一公の将棋雑記

将棋に関する雑記です。

金沢五段、引退

2021-05-21 00:16:54 | 男性棋士
17日に第34期竜王戦ランキング戦6組・昇級者決定戦が行われ、東和男八段と金沢孝史(かねざわ・たかし)五段が敗れ、現役引退となった。
東八段は1976年四段デビュー。順位戦は最高位B級2組だったが、竜王戦は1組の経験がある。今回は65歳のフリークラス定年に伴っての引退となる。
東八段がまずまず現役生活を全うしたのに対し、金沢五段はやや不適切だ。
金沢五段は1999年四段デビュー。2001年に王位リーグするなど活躍したが、順位戦C級2組では振るわず、2002年度と2003年度に連続して降級点を取ってしまう。
またこの間には不戦敗も多く、「勤務状況」は健康的ではなかった。
サラリーマン生活の経験もある私から言わせてもらえば、毎日通勤の必要がない棋士の生活パターンは天国みたいなもので、月に数度しかない対局に遅刻や不戦敗はあり得ない。
ただ、棋士の中には対局の前夜に眠れない人もおり、つい寝不足になって遅刻を繰り返してしまう気持ちも分からぬではない。
金沢五段は大局観が独特で、例えば2003年8月21日に指された清水市代女流六段との第52期王座戦では、清水女流六段に十分の駒組をされ、まだ駒もぶつかっていないのに「投了を考えた」という(当時の観戦記より)。結果的には金沢五段が快勝したのだが、対局中にこんなに早く諦めてしまっては、勝てる将棋も勝てなくなってしまう。

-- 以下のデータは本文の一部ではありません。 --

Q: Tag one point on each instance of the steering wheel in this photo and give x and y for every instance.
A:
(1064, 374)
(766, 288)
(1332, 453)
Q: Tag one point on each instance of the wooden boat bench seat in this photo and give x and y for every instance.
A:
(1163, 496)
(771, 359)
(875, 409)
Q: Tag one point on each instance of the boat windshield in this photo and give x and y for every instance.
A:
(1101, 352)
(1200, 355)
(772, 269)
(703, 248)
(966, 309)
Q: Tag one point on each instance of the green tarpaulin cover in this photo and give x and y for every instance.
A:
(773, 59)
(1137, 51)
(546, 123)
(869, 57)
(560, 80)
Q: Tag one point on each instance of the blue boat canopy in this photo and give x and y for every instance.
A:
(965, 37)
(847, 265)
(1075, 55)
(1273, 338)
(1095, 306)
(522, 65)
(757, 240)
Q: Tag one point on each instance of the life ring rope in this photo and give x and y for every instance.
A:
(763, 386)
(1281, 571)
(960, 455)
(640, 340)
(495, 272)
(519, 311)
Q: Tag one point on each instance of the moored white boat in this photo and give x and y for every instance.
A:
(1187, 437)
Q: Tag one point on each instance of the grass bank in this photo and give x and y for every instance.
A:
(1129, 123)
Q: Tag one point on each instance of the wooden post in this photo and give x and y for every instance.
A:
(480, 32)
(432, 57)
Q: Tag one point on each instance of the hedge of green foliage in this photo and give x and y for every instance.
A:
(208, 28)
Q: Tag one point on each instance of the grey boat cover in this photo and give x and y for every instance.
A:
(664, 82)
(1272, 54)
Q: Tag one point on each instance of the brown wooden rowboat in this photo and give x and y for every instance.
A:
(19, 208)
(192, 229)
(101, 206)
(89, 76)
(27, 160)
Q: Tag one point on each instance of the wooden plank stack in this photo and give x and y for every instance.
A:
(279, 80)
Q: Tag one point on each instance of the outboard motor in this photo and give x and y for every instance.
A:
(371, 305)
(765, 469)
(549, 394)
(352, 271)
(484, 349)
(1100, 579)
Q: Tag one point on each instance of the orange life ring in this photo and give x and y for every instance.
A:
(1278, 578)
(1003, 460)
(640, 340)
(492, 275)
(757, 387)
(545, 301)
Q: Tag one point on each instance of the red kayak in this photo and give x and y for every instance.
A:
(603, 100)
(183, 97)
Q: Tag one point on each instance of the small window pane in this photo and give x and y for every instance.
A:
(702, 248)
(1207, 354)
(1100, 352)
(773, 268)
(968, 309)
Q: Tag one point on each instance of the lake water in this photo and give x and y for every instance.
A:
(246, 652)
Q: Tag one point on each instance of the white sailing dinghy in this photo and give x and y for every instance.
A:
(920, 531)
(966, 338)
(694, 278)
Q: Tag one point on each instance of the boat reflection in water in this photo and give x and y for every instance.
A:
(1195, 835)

そんな2005年、金沢五段は突然、といった感じで、フリークラス宣言をしてしまった。
これにより、フリークラス15年と、C級2組の残り1期を加えた16年、すなわち2021年3月までの現役生活が確定したのであった。
しかし金沢五段は、2005年の宣言時点で31歳。この若さがあれば仮に順位戦から落ちたところで、自分に自信があれば、すぐに順位戦に復帰できる。それなのになぜに転出したのか、意味が分からなかった。
その後も金沢五段はタイトルホルダーに勝つなど好成績を収めたが、フリークラスに転出した以上、どんなにいい成績を取っても、現役生活は延長されない。私はとても虚しくなった。
そして今回、すべての対局を終え、現役引退となったのだった。
棋士は幼少時からの趣味を職業にでき、幸せだと思う。だが櫛田陽一七段や金沢五段のように、現役生活真っ盛りの時期に、自分で見切りをつけてしまうケースがある。将棋に魅入られた者は、永遠にそこから抜け出せないと認識しているが、そうでない棋士もいるのだ。
ともあれ金沢先生、22年の現役生活、お疲れ様でございました。